Our Guy Administers Kill Lists Perfectly -- Your Guy Couldn't
While Constitutional watchdogs are having a difficult time getting any information on President Obama's kill lists, the New York Times is having no difficulty finding a cooperative White House. From that paper's front page story this weekend:
Facing the possibility that President Obama might not win a second term, his administration accelerated work in the weeks before the election to develop explicit rules for the targeted killing of terrorists by unmanned drones, so that a new president would inherit clear standards and procedures, according to two administration officials.

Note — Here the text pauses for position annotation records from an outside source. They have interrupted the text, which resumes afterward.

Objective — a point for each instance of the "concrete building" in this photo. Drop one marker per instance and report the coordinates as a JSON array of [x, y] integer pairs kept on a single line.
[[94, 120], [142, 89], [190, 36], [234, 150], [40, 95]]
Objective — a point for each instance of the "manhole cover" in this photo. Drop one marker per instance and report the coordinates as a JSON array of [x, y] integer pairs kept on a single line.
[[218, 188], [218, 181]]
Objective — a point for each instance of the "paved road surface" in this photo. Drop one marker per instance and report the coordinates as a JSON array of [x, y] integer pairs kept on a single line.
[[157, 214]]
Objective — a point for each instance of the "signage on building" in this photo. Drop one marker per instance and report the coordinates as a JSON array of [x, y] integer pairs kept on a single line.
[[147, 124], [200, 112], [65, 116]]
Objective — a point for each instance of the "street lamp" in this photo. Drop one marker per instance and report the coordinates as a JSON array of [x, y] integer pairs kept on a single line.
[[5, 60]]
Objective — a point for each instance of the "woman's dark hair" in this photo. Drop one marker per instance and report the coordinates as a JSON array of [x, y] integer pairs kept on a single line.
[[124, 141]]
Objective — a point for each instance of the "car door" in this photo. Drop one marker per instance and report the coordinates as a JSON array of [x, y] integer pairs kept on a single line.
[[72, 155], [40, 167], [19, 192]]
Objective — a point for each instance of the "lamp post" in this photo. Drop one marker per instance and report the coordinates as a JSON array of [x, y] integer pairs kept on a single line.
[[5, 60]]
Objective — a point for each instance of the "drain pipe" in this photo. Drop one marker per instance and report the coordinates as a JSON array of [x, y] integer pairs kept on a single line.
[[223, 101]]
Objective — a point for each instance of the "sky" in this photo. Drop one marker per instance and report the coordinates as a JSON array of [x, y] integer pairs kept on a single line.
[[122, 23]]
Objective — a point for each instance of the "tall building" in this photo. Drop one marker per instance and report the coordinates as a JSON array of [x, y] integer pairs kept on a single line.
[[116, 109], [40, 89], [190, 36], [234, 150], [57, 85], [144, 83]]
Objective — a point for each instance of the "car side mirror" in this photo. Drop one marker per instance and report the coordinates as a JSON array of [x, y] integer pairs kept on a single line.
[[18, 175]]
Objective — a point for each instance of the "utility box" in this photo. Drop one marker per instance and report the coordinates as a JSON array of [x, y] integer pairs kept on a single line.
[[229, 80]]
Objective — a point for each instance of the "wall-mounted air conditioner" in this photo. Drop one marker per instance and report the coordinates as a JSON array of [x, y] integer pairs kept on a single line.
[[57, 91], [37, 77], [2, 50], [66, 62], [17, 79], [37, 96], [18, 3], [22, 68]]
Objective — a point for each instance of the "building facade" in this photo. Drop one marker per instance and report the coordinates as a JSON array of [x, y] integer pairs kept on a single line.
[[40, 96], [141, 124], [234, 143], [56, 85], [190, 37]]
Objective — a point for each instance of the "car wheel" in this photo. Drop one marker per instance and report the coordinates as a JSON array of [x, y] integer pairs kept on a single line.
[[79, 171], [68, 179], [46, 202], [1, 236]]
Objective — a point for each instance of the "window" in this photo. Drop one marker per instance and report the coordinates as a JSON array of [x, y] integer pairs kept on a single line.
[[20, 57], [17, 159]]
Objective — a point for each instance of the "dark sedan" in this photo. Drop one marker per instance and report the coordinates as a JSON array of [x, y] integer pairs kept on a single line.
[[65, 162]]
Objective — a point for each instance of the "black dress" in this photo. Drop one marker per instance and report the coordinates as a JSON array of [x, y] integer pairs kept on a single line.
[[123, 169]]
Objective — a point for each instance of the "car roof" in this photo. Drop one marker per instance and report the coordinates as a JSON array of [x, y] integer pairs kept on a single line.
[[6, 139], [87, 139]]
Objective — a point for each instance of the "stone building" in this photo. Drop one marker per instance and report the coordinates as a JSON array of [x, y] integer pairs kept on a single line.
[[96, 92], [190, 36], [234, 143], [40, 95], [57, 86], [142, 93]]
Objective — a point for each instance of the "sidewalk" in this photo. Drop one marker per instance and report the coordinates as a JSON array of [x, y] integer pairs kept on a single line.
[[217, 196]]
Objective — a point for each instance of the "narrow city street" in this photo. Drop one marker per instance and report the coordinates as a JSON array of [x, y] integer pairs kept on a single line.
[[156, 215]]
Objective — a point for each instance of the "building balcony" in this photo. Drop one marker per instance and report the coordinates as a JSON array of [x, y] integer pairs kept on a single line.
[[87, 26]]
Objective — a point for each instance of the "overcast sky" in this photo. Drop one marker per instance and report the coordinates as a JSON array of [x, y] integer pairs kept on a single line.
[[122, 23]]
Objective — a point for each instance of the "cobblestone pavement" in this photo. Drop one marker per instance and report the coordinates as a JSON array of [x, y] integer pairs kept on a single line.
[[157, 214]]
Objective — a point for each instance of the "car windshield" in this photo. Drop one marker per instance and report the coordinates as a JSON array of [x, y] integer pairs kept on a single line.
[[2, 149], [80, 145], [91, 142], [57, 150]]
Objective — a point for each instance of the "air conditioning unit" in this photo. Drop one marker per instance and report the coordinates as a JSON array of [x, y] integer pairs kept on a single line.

The attempt to write a formal rule book for targeted killing began last summer after news reports on the drone program, started under President George W. Bush and expanded by Mr. Obama, revealed some details of the president’s role in the shifting procedures for compiling “kill lists” and approving strikes. Though national security officials insist that the process is meticulous and lawful, the president and top aides believe it should be institutionalized, a course of action that seemed particularly urgent when it appeared that Mitt Romney might win the presidency.
“There was concern that the levers might no longer be in our hands,” said one official, speaking on condition of anonymity. With a continuing debate about the proper limits of drone strikes, Mr. Obama did not want to leave an “amorphous” program to his successor, the official said. The effort, which would have been rushed to completion by January had Mr. Romney won, will now be finished at a more leisurely pace, the official said.
Mr. Obama himself, in little-noticed remarks, has acknowledged that the legal governance of drone strikes is still a work in progress.
Yes, it really is as simple as this. Apparently Democrats can be trusted to kill 2,500 people with drones (that's the actual figure since Obama took office) but Republicans can't. It makes sense if you think about it real hard, I guess.
As for me, I think the Founding Fathers were on to something with their ideas about constraining government power:
"In questions of power...let no more be heard of confidence in man, but bind him down from mischief by the chains of the Constitution" -- Thomas Jefferson: Kentucky Resolutions, 1798.
"There is danger from all men. The only maxim of a free government ought to be to trust no man living with power to endanger the public liberty" -- John Adams, Journal, 1772
Of course, I'm sure they would have carved out an exception for Barack Obama, too.